Q6. How do you prioritise demand for features?
Strategic priorities take precedent in terms of broader themes eg research, student experience, admissions based on evidence of challenges, capabilities, pay back etc
Make your financial people happy – they hold the purse strings to the University
Get senior manager involvement in setting priorities, highly important to show them what is possible, don;t just ask them what they think they want, help work out what they actually need, do mock ups, hone in on a priority and don’t start too big
Don’t get bogged down in data quality issues, you may spend an age solving them and achieve no BI at all
Know the enemy

Q7. Is there potential for a shared service for BI dashboards
Incredibly difficult. Every institution has a different set up so there’s no one size fits. There is opportunity in knowledge sharing in terms of what is possible in analysis. The assets to commercialise are knowledge ones so difficult to achieve
What does competition mean in HE – would we want to agree a standard approch to MI in HE? It would be hard to find common ground due to differing capabilities, respurces, aspirations. Why would levelling out BI capability make economic sense?

Breakout 2. Student Populations in Income Forecasting: Different approaches to common challenges
Well attended session perhaps indicating a widely felt issue.

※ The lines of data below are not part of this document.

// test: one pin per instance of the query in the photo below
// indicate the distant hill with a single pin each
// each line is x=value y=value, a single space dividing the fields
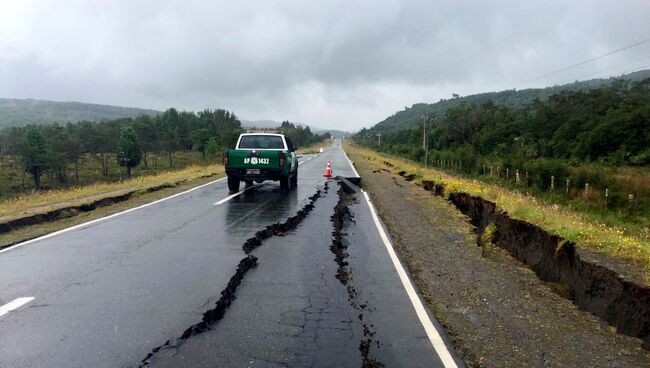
x=514 y=98
x=266 y=124
x=18 y=112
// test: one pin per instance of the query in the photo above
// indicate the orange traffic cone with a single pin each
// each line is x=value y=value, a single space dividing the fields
x=328 y=170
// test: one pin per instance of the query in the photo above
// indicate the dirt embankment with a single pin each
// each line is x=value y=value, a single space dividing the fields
x=590 y=286
x=496 y=309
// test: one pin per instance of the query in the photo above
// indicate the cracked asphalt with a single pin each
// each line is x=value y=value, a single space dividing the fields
x=105 y=295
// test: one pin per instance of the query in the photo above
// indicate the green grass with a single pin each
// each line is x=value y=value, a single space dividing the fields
x=613 y=235
x=43 y=201
x=14 y=182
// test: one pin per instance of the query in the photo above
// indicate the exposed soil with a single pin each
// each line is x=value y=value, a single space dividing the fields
x=496 y=310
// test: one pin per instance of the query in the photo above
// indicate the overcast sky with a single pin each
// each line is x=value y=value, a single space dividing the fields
x=338 y=64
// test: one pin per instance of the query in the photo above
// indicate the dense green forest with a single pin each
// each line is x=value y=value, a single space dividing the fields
x=18 y=112
x=593 y=142
x=609 y=124
x=55 y=148
x=410 y=116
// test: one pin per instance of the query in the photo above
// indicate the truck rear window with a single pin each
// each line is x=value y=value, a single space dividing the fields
x=261 y=142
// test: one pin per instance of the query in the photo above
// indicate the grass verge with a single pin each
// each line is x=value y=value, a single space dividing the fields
x=631 y=249
x=314 y=148
x=145 y=189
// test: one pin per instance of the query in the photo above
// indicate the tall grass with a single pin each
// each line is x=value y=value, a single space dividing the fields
x=632 y=247
x=28 y=202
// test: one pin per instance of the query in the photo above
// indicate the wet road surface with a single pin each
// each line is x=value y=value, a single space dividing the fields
x=108 y=294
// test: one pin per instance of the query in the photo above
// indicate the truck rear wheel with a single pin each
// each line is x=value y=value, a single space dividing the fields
x=233 y=183
x=284 y=183
x=294 y=180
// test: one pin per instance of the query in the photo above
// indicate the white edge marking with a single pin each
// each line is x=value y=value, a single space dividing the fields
x=350 y=162
x=15 y=304
x=433 y=334
x=105 y=218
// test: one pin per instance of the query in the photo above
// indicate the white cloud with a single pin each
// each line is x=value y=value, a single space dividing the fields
x=338 y=63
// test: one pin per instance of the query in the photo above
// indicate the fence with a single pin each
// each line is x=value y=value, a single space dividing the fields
x=558 y=187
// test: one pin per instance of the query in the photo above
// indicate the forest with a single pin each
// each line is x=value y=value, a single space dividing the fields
x=57 y=151
x=587 y=148
x=609 y=124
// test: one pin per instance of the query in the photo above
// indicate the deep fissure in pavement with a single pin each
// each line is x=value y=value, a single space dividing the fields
x=339 y=247
x=215 y=314
x=591 y=286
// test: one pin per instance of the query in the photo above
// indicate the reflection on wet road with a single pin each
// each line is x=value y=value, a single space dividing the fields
x=106 y=294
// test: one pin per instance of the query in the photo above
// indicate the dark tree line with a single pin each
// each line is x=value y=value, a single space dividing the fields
x=301 y=136
x=52 y=148
x=609 y=124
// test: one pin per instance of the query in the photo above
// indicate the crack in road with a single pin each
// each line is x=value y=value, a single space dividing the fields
x=344 y=274
x=215 y=314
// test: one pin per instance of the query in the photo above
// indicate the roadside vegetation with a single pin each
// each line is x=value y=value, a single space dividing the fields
x=577 y=163
x=56 y=157
x=43 y=201
x=627 y=245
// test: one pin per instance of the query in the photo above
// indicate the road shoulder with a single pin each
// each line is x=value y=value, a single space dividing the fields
x=497 y=312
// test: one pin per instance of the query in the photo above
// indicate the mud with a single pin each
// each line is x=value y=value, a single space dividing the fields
x=228 y=294
x=592 y=287
x=496 y=311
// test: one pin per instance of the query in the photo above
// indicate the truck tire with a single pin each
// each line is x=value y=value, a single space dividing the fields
x=284 y=183
x=294 y=180
x=233 y=183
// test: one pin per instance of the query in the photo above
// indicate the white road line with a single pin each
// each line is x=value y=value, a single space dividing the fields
x=15 y=304
x=235 y=195
x=433 y=334
x=105 y=218
x=350 y=162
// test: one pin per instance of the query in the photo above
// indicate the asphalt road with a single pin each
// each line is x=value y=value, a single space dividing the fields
x=109 y=293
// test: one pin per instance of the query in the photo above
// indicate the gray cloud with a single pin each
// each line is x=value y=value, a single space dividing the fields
x=339 y=64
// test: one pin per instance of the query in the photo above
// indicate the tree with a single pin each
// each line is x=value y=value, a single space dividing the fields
x=34 y=155
x=129 y=154
x=200 y=139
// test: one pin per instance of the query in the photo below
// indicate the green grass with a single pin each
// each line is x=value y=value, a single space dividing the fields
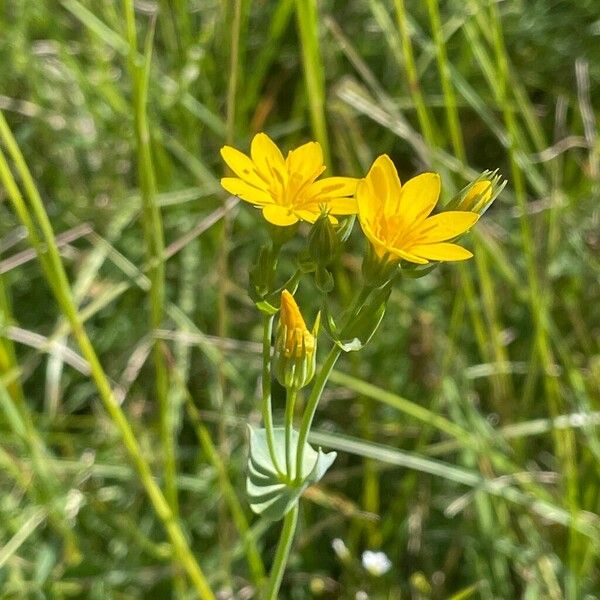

Demonstrations of different dashboards. One you had to be there for really! Nice idea of personal sandbox to allow users to experiment with their own reports.

6. Arizona State Case Study, John Rome
73K students, largest in the US, big issues around student experience.
Focus here is on enabling student success. Reliance on a student portal which includes performance dashboards and an analytics driven ‘eAdvisor’ – a course recommendation service based on competency requirements. Claims 84% retention rate.
Data warehouse is mature and ‘vast’ including activity data (to granularity of clicks recorded on web systems), residential / life data (how is their room mate doing) and much more.
Claims a data warehouse started kit (vendor supplied solution) can only achieve 35% of capability.
Various dashboards shown here, impressive scale of implementation, many seen already today.
Several triggers for an ‘outreach event’ described – if a student requests a transcript they’re probably thinking of leaving. Students who don’t post a personal photo are some of the most at risk of withdrawing etc
Financial records are included so students can see any outstanding issues, presumably this is also an outreach trigger event
A data driven culture has been created, policies security and data governance are included
4% of IT staff are BI and data warehouse people and this includes students as employees

7. The art of data visualisation, Andy Kirk
Andy has a book out. He’s from an analytics background and introduces visualisations beyond the bar graph. As one might expect – this was extremely visual! Nice work Andy but not something I can record here. Reminds me of some of the work I’ve seen @psychemedia undertake. You’d probably get on well.